Samsung, Huawei Settle 2-Year Patent Dispute in US

Samsung, Huawei Settle 2-Year Patent Dispute in US

Samsung and Huawei have agreed to end their two-year long patent dispute

  • The dispute was over non-licensed use of wireless technology
  • Huawei filed lawsuits against Samsung back in 2016
  • Samsung was ordered by a court to pay Huawei $11.6 million in 2017

South Korea's Samsung Electronics and China's Huawei Technologies have agreed to settle their two-year patent battle over wireless technology in the US, court documents showed on Friday. Huawei, the world's biggest telecom equipment maker, had in 2016 brought suits against Samsung in San Francisco and China, claiming that the South Korean company used its cellular technology without a licence.

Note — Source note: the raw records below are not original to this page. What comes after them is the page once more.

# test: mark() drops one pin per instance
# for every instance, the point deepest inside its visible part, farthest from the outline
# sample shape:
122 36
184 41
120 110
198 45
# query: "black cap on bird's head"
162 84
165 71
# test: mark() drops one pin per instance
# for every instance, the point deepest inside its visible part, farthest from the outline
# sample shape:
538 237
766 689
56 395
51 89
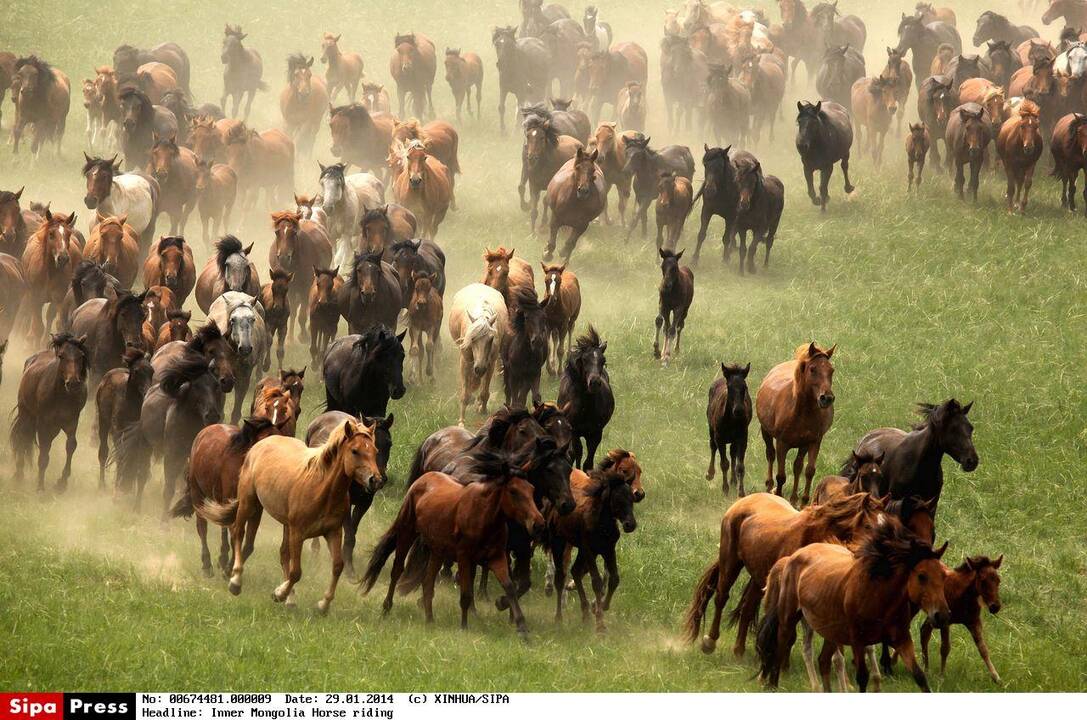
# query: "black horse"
362 372
824 136
585 395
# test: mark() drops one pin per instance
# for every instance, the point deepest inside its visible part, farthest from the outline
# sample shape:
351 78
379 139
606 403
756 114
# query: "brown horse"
114 245
41 96
1019 146
413 65
466 523
324 311
51 394
303 102
463 72
425 186
795 405
212 474
756 532
575 197
852 599
562 299
307 491
170 264
345 69
216 189
424 318
50 257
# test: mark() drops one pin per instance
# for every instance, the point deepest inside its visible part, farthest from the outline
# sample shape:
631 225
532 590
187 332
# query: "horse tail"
404 521
221 513
703 591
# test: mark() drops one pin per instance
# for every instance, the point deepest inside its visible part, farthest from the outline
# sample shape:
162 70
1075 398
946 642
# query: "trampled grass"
925 297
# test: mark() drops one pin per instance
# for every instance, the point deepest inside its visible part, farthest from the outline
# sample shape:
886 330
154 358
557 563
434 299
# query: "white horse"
477 323
240 318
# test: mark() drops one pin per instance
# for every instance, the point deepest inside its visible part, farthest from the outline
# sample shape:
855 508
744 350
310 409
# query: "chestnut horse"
307 489
795 405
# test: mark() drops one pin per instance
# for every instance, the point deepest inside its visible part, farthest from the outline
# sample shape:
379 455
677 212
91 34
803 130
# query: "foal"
676 294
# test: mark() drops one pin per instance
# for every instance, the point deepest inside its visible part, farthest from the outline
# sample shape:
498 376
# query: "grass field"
926 298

Samsung argued that it made significant concessions to Huawei to resolve the dispute amicably, but the two failed to agree on reasonable terms, Yonhap news agency reported.

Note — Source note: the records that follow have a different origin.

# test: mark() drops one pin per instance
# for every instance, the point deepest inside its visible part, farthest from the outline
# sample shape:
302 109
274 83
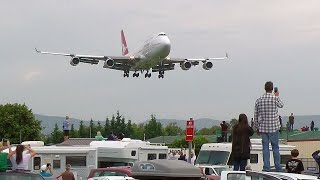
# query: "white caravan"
219 154
98 154
153 55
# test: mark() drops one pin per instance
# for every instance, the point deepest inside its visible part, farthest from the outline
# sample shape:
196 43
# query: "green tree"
56 135
16 118
153 128
99 127
172 130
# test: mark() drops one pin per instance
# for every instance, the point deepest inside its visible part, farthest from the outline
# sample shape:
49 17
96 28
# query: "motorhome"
219 154
95 154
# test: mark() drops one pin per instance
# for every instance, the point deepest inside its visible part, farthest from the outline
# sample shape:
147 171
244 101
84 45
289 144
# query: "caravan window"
56 164
36 163
253 158
162 156
152 156
133 153
76 160
284 158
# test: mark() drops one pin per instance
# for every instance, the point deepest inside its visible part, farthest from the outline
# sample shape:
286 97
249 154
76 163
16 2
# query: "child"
294 165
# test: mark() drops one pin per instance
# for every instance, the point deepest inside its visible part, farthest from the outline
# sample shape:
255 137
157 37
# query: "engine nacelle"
74 61
207 65
109 63
185 65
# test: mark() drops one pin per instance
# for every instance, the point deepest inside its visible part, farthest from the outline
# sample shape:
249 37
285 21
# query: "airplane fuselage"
154 50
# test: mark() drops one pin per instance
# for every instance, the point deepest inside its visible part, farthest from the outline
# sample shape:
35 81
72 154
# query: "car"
249 175
109 172
11 175
213 169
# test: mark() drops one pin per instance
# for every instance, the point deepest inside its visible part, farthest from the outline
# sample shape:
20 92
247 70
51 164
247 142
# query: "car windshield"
213 157
108 173
20 176
220 169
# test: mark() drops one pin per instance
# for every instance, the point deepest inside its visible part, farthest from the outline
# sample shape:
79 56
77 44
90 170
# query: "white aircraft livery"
152 56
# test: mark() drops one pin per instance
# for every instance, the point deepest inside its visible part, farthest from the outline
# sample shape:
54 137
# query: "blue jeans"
239 165
274 139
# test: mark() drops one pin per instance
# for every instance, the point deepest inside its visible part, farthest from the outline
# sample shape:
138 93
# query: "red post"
190 130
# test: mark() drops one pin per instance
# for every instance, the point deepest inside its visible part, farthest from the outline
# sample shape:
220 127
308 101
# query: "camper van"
219 154
96 154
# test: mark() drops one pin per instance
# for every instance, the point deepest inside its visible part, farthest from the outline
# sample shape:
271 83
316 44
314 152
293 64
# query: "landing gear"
147 75
135 74
126 73
161 74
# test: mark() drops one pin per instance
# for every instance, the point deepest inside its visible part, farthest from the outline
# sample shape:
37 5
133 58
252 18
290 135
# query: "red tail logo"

In 2017, a Chinese court ordered Samsung to pay Huawei $11.6 million (around Rs. 81 crores) for patent infringements.

In an electronic case filing issued by the US District Court for the Northern District of California on February 26, the world's two largest smartphone makers agreed to "complete the pending steps to finalise the settlement" within the next 30 days.

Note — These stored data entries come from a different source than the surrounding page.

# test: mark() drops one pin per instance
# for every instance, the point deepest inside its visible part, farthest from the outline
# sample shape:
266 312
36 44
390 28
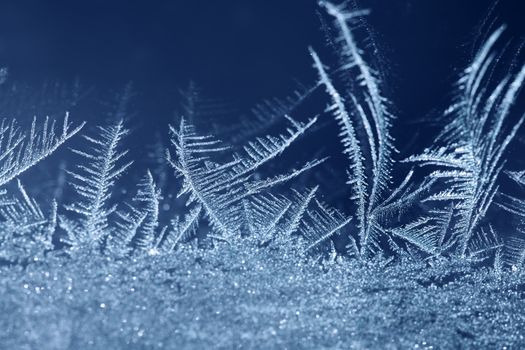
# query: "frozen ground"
239 297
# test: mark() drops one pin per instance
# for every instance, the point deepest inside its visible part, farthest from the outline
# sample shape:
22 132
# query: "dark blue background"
240 51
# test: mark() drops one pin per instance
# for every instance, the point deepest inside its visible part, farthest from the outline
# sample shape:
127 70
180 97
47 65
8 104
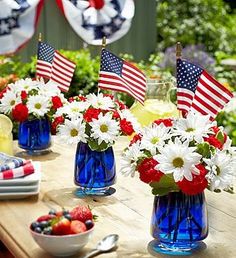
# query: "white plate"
18 188
28 180
14 195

The intellectual property dispute that has pitted the two companies against each other illustrates the cut-throat competition underway in the wireless market.

On Thursday, Huawei sued the US government challenging a recent law that bans federal agencies from buying its products.

The Shenzhen-based tech firm refuted US claims that its technology poses a security threat and said the ban would ultimately harm American consumers.

The lawsuit, filed in a US District Court in Plano, Texas, challenges the constitutionality of Section 889 of the 2019 National Defence Authorization Act (NDAA), which was signed by President Donald Trump in August last year.

According to the complaint, the legislation not only bars all US government agencies from buying Huawei equipment and services but also bars them from contracting with or awarding grants or loans to third parties who buy Huawei equipment or services.